Однажды я дерзнул его поправить: «А где же у Вас, Юрий Поликарпович, в поэме пророк Иоанн Креститель?» – увы, великий святой не был помянут в ней в сонме других святых. «Как нет?!» – Кузнецов даже как-то слегка опешил, удивился и задумался. И за считанные дни он восполняет этот пробел. В другой раз показал ему в Житиях святых отрывок, где говорится о подвиге святого великомученика Меркурия, римского воина, пострадавшего за веру Христову. Этот святой на поле боя поразил копьём императора Юлиана Отступника, гонителя христиан. Юрия Поликарповича поразило здесь то, что этот святой, изображённый на иконе, исчезает из неё на время боя, совершает подвиг и возвращается в икону, но уже с окровавленным копьём. Чистая поэзия и в кузнецовском ключе! И в кратчайшие сроки поэма уже дополнена новыми строками.
Однажды Юрий Поликарпович вспомнил свою бабушку, как она любила собирать своих подруг у себя дома, читать Псалтырь, как в детстве она часто водила его с собой в храм на Святое Причастие. В этом месте его рассказа я говорил ему с горячностью: «Вот бы и вам теперь поисповедоваться, причаститься!». Он же с мягкой нетерпеливостью перебивал: «Ладно, ладно», – дескать, потом или в другой раз поговорим об этом… Но свершилось главное – и это поражает – его поворот, всей его жизни и всего его творчества ко Христу – стремительный и бесповоротный. Так не ложно слово Божье – «Не вы Меня избрали, а я Вас». И поэтому последняя поэма только внешне и отдалённо напоминает «Ад» Данте, у которого в аду оказались его личные, в основном политические враги. У Кузнецова же – это прежде всего именно любовь к живому Христу, вселенский плач по безвозвратно погибшей человеческой душе – без Бога. И потому поэма полна трагизма – она и о нашем времени – всё ещё безбожном и страшном. Душа поэта была обращена к небу – он и был «гражданином неба». Когда читаешь его «Красный сад», так и кажется, что ощущаешь дыхание и благоухание Райского сада. Может быть, поэма и есть его прообраз…

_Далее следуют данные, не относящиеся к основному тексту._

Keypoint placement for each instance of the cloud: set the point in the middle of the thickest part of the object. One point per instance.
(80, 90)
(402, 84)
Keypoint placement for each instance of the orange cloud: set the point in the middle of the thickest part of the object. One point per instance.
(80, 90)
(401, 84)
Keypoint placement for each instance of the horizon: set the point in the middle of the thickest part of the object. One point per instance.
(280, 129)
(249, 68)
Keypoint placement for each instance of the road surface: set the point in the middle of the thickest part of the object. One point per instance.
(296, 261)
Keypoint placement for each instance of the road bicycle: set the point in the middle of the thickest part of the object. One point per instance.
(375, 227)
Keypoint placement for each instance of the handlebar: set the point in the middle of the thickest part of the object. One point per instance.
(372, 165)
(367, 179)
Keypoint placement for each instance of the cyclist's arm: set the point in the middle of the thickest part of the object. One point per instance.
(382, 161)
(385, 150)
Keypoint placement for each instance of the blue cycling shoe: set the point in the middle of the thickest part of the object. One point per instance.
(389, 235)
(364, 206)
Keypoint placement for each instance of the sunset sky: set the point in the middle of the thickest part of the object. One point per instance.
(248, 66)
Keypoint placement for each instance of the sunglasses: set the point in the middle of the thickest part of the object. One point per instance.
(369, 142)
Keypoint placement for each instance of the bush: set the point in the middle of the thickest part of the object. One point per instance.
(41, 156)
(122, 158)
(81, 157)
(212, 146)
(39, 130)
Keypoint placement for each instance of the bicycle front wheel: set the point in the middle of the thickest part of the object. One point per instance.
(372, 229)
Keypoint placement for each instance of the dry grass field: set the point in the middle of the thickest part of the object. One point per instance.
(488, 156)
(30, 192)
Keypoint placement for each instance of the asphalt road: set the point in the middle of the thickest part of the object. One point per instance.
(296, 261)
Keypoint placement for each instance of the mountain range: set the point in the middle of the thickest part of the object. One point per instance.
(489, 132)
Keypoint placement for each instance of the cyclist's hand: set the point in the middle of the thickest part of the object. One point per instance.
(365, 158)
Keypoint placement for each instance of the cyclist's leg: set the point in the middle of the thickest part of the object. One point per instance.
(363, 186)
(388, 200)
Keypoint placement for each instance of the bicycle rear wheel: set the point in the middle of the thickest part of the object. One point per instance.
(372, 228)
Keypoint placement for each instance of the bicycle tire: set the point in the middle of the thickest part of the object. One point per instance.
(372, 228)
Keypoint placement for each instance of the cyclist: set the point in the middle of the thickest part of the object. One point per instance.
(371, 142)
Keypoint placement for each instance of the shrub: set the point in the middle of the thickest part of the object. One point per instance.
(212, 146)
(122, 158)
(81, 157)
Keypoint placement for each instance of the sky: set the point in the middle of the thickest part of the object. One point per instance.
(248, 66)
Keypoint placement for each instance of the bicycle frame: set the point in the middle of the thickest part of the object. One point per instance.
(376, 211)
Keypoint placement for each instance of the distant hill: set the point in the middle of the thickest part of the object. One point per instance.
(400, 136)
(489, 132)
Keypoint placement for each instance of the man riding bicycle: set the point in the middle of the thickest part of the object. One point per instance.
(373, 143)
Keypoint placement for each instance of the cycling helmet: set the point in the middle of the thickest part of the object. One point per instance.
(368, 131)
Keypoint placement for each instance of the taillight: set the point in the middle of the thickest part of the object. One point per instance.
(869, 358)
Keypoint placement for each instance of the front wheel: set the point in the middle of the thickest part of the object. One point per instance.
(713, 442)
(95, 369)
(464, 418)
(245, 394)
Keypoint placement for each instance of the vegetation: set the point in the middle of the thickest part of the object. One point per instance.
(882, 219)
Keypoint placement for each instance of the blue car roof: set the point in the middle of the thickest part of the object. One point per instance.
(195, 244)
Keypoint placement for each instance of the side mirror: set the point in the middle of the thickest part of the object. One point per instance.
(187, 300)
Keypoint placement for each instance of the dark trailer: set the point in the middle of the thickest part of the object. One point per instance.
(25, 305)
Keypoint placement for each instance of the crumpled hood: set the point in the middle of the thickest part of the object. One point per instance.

В последние годы в творчестве поэта произошёл поэтический взрыв огромной силы, его вселенная расширилась… Дерзновение поэта было великое, как и помощь от Бога – великая. Помню последнюю нашу встречу – за неделю до смерти поэта. Мы вышли из редакции «Нашего современника», был осенний вечер. Только что Юрий Кузнецов читал мне недоконченную поэму «Рай». И, прощаясь, вдруг остановился и спросил: «Знаешь, что последует за этой поэмой?» И, не дожидаясь ответа, выдохнул мне в лицо: «Страшный Суд!» Это были его последние слова в ту последнюю нашу встречу… Как никогда он чувствовал в себе эту необыкновенную силу – силу воплотить любой замысел в поэтическом слове. Бывало, как Илья Муромец, он приговаривал: «Чувствую в себе силу великую!»
Священник Владимир НЕЖДАНОВ
Владимир Васильевич Нежданов родился 13 марта 1950 года в подмосковной деревне Кривцово. В 1971 году окончил Московский институт культуры. Первый сборник стихов «До первого снега» выпустил в 1984 году.